On the other hand the Christian argues from entirely different premises; that we do not get to decide what is right and good and what is, on the other hand, bad, but that we are the creatures of God, who has made us and who has made us in his own image. God's laws are not purely arbitrary, like the law that says you cannot exceed 70 mph on the motorway, they are the expression of God's character and of our nature. If I may put it reverently, God could not have given ten different commandments upon Mount Sinai. God stands above all of us, though he is also not far from any of us. He gets to decide what is right and good, we do not, no, not even if we are seated together in a place of worship and are elected representatives of the Christian people. The Church can neither condemn what God has approved, nor can it approve what God has condemned.

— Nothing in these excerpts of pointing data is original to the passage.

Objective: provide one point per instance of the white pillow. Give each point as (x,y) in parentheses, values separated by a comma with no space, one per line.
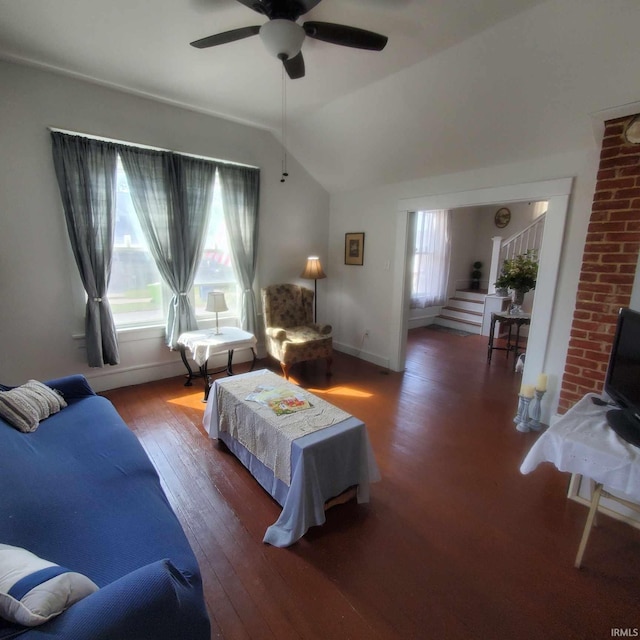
(33,590)
(24,406)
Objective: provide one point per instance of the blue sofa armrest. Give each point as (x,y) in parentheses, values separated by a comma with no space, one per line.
(72,387)
(154,602)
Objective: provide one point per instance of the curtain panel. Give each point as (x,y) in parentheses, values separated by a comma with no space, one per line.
(86,174)
(431,258)
(241,200)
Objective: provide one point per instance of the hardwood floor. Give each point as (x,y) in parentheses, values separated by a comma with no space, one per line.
(455,542)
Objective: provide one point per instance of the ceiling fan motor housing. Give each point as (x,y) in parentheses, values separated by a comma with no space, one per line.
(282,38)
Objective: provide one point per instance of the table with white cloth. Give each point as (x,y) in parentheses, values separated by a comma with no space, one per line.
(205,343)
(582,442)
(302,459)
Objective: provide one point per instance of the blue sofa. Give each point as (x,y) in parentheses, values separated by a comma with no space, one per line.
(81,492)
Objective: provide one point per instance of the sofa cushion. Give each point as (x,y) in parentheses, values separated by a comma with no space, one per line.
(23,407)
(33,590)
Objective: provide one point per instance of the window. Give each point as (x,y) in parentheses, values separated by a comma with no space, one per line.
(137,293)
(430,273)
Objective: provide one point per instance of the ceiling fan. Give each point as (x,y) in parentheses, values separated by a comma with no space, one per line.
(283,36)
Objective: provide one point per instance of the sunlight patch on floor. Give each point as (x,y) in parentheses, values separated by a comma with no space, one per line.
(342,391)
(193,400)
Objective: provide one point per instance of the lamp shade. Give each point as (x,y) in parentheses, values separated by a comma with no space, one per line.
(216,301)
(282,38)
(313,269)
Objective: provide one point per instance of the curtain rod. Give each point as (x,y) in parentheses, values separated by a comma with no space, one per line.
(146,146)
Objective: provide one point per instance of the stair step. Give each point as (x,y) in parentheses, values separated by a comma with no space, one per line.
(472,310)
(457,323)
(475,295)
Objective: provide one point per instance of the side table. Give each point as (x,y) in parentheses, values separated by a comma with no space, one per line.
(205,343)
(582,442)
(506,318)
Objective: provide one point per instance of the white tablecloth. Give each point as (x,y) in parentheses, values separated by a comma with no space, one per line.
(582,442)
(204,343)
(323,465)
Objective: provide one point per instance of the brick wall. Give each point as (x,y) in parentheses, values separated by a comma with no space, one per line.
(608,265)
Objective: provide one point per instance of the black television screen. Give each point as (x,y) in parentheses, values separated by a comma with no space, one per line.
(623,377)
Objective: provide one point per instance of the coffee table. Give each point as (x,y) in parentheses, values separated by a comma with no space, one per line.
(323,464)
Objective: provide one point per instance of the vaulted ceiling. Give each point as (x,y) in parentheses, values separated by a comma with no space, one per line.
(143,46)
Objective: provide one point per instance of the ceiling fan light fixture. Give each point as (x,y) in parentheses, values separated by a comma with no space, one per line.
(282,38)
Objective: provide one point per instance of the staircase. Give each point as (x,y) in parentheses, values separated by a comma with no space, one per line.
(463,311)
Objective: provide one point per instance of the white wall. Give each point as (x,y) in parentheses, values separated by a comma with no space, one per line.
(531,90)
(42,298)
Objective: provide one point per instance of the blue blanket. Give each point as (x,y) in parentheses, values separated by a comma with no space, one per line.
(80,491)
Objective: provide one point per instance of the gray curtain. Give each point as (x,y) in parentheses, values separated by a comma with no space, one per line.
(240,200)
(172,197)
(86,173)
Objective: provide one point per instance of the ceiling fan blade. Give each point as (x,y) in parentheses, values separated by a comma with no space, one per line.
(256,5)
(226,36)
(294,66)
(307,5)
(345,36)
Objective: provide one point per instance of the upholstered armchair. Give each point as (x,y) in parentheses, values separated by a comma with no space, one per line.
(291,334)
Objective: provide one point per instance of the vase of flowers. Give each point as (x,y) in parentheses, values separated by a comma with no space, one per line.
(518,275)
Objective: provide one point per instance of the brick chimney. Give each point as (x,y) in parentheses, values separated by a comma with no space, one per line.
(609,264)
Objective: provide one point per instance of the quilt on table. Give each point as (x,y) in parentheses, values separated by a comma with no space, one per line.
(266,435)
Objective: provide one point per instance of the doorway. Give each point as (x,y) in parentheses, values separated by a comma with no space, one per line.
(556,192)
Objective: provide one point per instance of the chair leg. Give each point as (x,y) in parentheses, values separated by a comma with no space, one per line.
(329,363)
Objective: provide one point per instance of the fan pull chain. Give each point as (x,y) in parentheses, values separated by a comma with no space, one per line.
(284,126)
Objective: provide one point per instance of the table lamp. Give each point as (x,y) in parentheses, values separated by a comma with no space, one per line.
(313,271)
(216,303)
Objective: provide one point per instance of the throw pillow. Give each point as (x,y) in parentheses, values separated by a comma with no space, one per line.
(23,407)
(33,590)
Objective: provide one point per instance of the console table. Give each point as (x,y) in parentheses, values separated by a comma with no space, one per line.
(205,343)
(506,318)
(582,442)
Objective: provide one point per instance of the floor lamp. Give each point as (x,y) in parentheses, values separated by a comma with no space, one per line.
(313,271)
(217,304)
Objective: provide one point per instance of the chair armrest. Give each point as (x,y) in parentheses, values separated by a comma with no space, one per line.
(324,329)
(276,332)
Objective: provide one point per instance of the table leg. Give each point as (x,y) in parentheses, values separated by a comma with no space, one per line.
(230,363)
(186,364)
(492,329)
(595,499)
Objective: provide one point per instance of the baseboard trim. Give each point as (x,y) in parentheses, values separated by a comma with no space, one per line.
(363,355)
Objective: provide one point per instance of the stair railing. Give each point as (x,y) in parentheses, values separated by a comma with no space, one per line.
(527,239)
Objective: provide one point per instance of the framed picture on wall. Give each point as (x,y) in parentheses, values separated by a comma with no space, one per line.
(354,248)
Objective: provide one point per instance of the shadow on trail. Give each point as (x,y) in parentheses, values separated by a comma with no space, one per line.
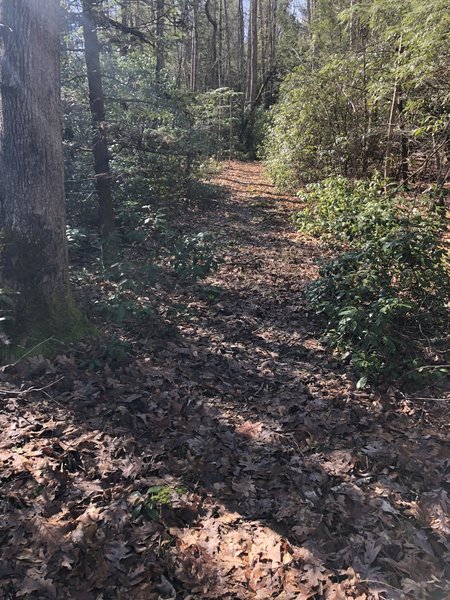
(293,484)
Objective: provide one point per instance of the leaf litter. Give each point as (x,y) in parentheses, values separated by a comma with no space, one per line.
(233,459)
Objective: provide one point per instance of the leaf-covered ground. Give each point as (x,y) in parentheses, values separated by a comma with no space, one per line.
(230,459)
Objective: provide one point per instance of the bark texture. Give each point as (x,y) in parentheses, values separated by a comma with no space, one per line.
(34,263)
(98,115)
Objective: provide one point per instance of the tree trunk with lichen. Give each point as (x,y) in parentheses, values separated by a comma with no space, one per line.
(34,263)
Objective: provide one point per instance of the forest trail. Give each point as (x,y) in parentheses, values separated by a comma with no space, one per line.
(274,477)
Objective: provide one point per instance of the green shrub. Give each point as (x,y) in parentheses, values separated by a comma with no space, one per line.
(385,296)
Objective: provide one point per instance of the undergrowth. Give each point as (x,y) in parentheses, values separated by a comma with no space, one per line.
(385,293)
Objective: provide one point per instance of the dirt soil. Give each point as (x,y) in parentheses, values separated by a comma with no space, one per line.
(233,459)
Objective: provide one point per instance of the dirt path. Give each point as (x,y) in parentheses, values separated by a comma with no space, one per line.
(275,478)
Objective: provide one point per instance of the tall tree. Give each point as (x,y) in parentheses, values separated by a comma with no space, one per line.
(34,263)
(99,138)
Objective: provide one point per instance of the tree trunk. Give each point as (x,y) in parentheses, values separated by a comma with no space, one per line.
(214,64)
(194,46)
(34,263)
(99,138)
(160,62)
(253,52)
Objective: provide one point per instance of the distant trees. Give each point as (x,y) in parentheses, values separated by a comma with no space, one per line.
(34,264)
(370,92)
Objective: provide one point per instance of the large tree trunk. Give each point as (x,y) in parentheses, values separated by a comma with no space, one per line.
(34,263)
(99,138)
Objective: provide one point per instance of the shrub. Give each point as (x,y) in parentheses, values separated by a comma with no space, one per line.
(385,295)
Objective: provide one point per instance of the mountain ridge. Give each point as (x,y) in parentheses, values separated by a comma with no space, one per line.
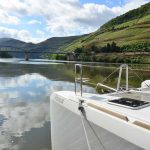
(130,28)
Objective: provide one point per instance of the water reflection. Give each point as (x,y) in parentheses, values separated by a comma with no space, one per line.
(25,111)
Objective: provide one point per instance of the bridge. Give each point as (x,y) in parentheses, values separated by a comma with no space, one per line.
(11,49)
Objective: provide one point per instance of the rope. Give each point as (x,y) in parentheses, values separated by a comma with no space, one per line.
(81,109)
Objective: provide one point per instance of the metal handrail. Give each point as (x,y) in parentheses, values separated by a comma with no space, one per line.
(81,80)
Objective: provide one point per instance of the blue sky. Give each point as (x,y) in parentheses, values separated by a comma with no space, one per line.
(37,20)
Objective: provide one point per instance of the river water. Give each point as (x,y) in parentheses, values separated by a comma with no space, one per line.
(25,89)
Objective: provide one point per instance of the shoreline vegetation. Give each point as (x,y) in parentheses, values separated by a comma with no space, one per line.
(135,53)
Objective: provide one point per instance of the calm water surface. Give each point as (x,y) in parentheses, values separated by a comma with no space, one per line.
(25,89)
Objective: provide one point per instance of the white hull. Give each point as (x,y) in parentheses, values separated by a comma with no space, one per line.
(104,132)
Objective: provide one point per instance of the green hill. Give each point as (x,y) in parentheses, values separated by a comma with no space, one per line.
(131,28)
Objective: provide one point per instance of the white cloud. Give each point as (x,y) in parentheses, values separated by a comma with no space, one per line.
(66,17)
(23,35)
(34,22)
(8,19)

That is the state of the question. I would further argue that only from a Transcendent understanding of morality can we consistently critique others and ourselves (though not in that order). While the philosophers of the Enlightenment supposed that they were building their "rational moralities" on universal principles, we see far more clearly now that they were unconsciously reading Christian presuppositions into their analysis, and the idea of morality as decided by the society all too easily becomes morality decreed by an educated intellectual elite, which descends into nightmare in the Cambodia of Pol Pot. What is more, it cannot be consistently maintained, for a merely societal morality cannot critique a different society without assuming an unwarranted attitude of moral superiority. A purely personal understanding of morality is simply unworkable, as we all, however much we isolate ourselves, must live in society, and life together is impossible without a shared moral code, however rudimentary. But that is not my point here; rather that point is that until we realise that we are proceeding from radically different ideas about how we derive our morality, we shall never really be able to talk to those with whom we disagree.